We now know, with further, more accurate observations, that no such planet exists there, and the offsets are the product of uncertainty in the telescopic observations that were, to be fair, done by eye.
But still, despite that, I must tip my hat to Jacob. He did his homework, made the best observations and calculations he could, expressed skepticism in his writing, and came up with what he thought was the best explanation. Mind you, again to be fair, this took a great deal of cleverness to dream up. Perhaps he had been influenced by the recent discovery of Neptune.

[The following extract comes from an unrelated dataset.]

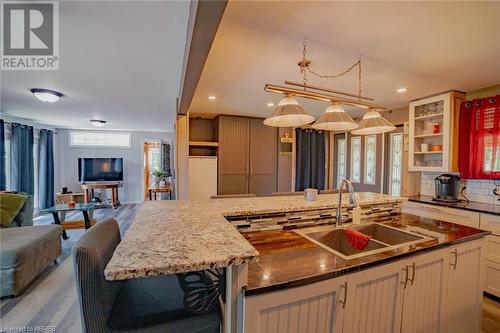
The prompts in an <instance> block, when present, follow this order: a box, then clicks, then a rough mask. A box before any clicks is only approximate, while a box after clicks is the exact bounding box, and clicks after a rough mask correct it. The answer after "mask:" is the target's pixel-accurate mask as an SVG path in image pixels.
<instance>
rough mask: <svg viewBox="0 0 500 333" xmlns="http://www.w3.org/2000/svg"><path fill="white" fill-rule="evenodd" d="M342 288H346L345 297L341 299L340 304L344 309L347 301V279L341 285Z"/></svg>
mask: <svg viewBox="0 0 500 333" xmlns="http://www.w3.org/2000/svg"><path fill="white" fill-rule="evenodd" d="M340 288H343V289H344V299H343V300H342V299H341V300H339V302H340V304H342V309H345V304H346V303H347V281H346V282H344V284H343V285H341V286H340Z"/></svg>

If anything, he was guilty of overconfidence in his own measurements. Still, technology eventually caught up with his imagination and we did start to find alien worlds. The field of exoplanet research is now a thriving one, which has moved beyond the simple discovery stage to one where we are beginning to physically categorize and model them.
Not so incidentally, we have since found planets orbiting other stars using the method Jacob pioneered in 1855. He may have been the first person ever to publish this idea, and for that he deserves acknowledgment.
This short video gives some more information and context of the man and his (unfortunately erroneous) discovery. The original paper is also freely available.
(Score: 4, Interesting) by AthanasiusKircher on Monday December 12 2016, @05:57PM
That's the big lesson here
I don't know that that's really a "lesson" here, since the science of statistics, including error calculations, was still in its infancy at this time. Astronomers were making do with cruder methods to try to estimate error, and Jacob's work was doing what he could at the time.
It's noteworthy that this whole thing happened within a couple decades after the first clear measurements of stellar parallax, which had been hypothesized since the late 1500s at least, but which took centuries to actually locate and measure, due to both imprecision in equipment and then due to the inadequacy of statistical error measures of the day. Also notably, Friedrich Bessel -- who was one of the first to make a successful measurement of parallax -- was also one of the people to suggest perturbations in Sirius may be caused by a "dark body" before Jacob's work here (and which Jacob explicitly alludes to)... in 1862, the "dark" Sirius companion was shown to be a white dwarf star.
So, with crude statistical methods and the idea of unseen "dark" bodies and stellar companions in the air, Jacob's hypothesis seemed at least a reasonable idea.